Human reproduction is controlled by the pulsatile secretion of the hypothalamic neuropeptide, Gonadotropin-releasing hormone (GnRH), from a network of GnRH neurons. Failure of GnRH neuronal development or its secretion/action results in a rare human genetic disease called isolated GnRH deficiency (IGD). Kallmann Syndrome (KS) represents a distinct neurodevelopmental form of IGD which is characteristically associated with anosmia. To-date, only ~30% of genes linked to KS are currently known. Mutations in two axonal guidance genes, KAL1 and NELF were the first KS-associated genes to be discovered. However, until recently, no similar axonal guidance genes have been implicated in KS. The genetic, molecular and phenotypic characterization of three novel axonal guidance genes forms the basis of this proposal. Five unrelated patients fitting the diagnosis of "Moebius syndrome", a complex neurodevelopmental syndrome, were recently found to harbor a de novo heterozygous missense mutation (p.E410K) affecting the TUBB3 gene, which encodes for an axonal guidance molecule called neuronal ?-tubulin isotype 3. The PI has now identified that all these patients also display KS, suggesting TUBB3 as a novel KS gene. In addition, mutations in SEMA3A, another axonal guidance molecule and mutations in SOX10, a neural crest migratory gene, were also recently implicated as cause of KS.
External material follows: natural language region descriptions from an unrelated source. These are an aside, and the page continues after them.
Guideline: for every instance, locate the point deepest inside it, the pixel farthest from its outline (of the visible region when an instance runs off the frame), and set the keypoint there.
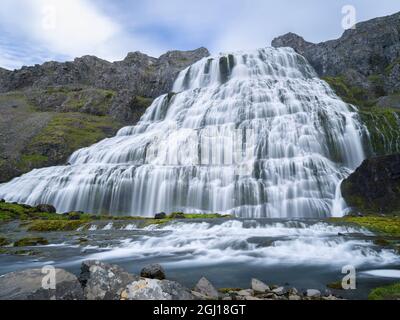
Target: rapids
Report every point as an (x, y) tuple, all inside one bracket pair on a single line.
[(253, 134)]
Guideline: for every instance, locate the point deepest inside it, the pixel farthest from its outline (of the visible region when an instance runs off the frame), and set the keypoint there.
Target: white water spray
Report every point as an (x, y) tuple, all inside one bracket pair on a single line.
[(254, 134)]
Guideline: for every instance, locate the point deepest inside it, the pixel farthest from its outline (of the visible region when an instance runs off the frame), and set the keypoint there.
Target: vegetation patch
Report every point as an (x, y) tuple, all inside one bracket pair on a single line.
[(55, 225), (4, 242), (337, 285), (384, 225), (391, 292), (31, 242)]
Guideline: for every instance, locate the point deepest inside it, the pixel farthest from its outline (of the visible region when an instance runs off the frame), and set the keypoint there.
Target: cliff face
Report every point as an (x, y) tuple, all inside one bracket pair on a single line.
[(375, 186), (363, 67), (138, 73), (48, 111)]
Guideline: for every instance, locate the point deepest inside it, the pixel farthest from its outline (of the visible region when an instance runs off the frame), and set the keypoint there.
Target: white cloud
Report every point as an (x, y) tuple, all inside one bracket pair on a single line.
[(69, 28)]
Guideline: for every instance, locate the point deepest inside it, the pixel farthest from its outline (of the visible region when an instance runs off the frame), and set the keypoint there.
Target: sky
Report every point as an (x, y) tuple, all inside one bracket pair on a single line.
[(35, 31)]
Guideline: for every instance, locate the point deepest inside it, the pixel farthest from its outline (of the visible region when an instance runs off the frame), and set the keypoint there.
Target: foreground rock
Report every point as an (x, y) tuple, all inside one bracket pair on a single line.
[(206, 289), (375, 186), (102, 281), (153, 289), (27, 285), (153, 271)]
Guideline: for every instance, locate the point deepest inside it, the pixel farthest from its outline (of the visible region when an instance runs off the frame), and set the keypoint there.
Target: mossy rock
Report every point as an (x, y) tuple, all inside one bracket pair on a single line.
[(337, 285), (55, 225), (391, 292), (4, 242), (385, 225), (31, 242)]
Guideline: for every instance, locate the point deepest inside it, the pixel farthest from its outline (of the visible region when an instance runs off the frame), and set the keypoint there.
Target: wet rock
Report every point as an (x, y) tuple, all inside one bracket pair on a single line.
[(46, 208), (103, 281), (259, 286), (199, 296), (28, 285), (245, 293), (160, 216), (375, 186), (153, 271), (312, 293), (251, 298), (31, 242), (153, 289), (279, 291), (206, 288)]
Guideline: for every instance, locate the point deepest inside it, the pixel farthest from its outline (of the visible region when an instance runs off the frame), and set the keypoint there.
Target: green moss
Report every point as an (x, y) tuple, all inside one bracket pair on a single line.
[(385, 225), (350, 94), (390, 67), (30, 242), (227, 290), (31, 161), (4, 242), (384, 128), (391, 292), (55, 225)]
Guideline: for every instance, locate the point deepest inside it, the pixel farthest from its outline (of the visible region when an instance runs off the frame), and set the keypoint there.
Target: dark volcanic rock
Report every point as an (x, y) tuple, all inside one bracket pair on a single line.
[(205, 288), (27, 285), (49, 111), (367, 57), (153, 271), (46, 208), (102, 281), (153, 289), (138, 73), (375, 186)]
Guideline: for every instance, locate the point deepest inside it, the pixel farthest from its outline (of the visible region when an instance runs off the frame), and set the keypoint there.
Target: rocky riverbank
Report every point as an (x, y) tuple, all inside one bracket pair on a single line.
[(101, 281)]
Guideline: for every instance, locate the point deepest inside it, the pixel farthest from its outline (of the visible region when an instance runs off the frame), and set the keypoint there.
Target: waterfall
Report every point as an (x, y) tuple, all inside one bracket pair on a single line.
[(253, 134)]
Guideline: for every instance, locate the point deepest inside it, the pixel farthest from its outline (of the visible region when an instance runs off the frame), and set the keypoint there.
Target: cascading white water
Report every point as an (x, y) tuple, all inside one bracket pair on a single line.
[(254, 134)]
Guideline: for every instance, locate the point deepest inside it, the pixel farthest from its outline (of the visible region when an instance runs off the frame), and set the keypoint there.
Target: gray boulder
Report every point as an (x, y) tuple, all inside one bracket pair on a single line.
[(153, 289), (153, 271), (28, 285), (205, 288), (103, 281)]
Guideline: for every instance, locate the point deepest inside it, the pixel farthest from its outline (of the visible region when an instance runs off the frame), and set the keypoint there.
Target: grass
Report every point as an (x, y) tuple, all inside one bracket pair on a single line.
[(55, 225), (391, 292), (389, 226), (30, 242), (37, 221)]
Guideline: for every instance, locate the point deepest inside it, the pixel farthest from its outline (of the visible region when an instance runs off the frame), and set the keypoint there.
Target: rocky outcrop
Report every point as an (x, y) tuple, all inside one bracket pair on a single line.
[(375, 186), (363, 67), (28, 285), (153, 271), (102, 281), (205, 288), (138, 73), (366, 57), (51, 110), (153, 289)]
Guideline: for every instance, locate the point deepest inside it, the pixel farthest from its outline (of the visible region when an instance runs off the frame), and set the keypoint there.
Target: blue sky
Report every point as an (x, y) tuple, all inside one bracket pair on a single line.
[(34, 31)]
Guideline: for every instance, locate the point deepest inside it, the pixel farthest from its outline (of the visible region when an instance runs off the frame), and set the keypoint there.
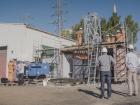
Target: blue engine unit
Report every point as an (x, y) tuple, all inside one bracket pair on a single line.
[(37, 69)]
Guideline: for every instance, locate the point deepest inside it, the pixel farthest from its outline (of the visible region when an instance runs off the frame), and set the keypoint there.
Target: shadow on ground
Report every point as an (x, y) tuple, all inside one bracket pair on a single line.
[(117, 92), (89, 92), (127, 103)]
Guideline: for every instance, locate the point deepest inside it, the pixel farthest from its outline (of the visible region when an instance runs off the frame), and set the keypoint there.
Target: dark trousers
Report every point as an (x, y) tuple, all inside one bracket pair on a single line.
[(20, 79), (106, 78)]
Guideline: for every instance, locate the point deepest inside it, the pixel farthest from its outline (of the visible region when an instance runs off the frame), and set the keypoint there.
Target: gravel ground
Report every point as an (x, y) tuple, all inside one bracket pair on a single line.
[(64, 95)]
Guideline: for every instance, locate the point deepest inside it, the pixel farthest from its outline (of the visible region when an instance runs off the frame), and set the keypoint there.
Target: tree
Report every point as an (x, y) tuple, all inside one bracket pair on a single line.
[(113, 23), (132, 29)]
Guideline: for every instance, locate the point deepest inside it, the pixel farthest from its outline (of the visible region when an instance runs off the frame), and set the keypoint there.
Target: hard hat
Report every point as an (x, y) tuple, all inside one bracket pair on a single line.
[(104, 49), (131, 46)]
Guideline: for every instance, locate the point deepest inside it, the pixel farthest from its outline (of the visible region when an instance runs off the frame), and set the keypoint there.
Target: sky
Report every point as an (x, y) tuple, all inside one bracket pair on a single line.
[(42, 13)]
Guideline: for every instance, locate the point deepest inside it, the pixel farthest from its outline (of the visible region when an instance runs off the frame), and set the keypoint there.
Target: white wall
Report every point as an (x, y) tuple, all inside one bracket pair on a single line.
[(21, 40)]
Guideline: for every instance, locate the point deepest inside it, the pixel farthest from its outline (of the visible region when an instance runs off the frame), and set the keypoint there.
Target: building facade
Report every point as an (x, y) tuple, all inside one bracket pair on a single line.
[(19, 41)]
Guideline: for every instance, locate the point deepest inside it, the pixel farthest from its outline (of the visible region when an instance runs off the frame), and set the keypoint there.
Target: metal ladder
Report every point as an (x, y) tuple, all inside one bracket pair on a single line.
[(92, 60)]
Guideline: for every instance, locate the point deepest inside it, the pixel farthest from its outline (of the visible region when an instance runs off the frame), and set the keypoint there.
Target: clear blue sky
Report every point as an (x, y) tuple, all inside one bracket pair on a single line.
[(41, 11)]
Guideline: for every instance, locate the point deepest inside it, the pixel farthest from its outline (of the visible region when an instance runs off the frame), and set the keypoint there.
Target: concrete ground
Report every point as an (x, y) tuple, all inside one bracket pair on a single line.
[(64, 95)]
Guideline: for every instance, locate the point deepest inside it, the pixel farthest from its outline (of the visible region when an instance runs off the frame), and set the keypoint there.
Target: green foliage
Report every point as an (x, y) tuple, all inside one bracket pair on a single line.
[(132, 29)]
In Specific Aim #1, the PI will assess the role of these three novel neuro-developmental genes involved in axonal guidance (TUBB3, SEMA3A, and SOX10) in the pathogenesis of IGD by studying the prevalence of mutations, their molecular causal mechanisms and their genetic interactions with other IGD genes.
In Specific Aim #2, the reproductive and non-reproductive phenotypes of patients harboring mutations in these three genes will be examined to define their biological role in GnRH neuronal ontogeny and in other organ systems. KS has been thought to represent an aberrant axonal guidance disorder in humans and this proposal will provide confirmatory evidence to this hypothesis. The long term goal of the PI is to become an independently funded clinical investigator and develop a comprehensive research program to study disorders of human reproduction. To achieve his career goals, the PI has assembled a highly dynamic mentoring team to oversee his proposed research. In addition, he has identified key training objectives that will be achieved through practical research experience, coursework and didactic learning. This rigorous career development and research training plan will help him to build on his existing research strengths, acquire new clinical investigatory skills and facilitate his transition to independence.
Infertility affects ~16% of married couples in the US. This proposal will identify key genes that control human reproduction by studying rare humans with pubertal failure secondary to deficiency of the master reproductive hormone, gonadotropin-releasing hormone (GnRH). By understanding the biological basis of human reproduction, effective diagnostic and therapeutic measures for treating infertility may be developed.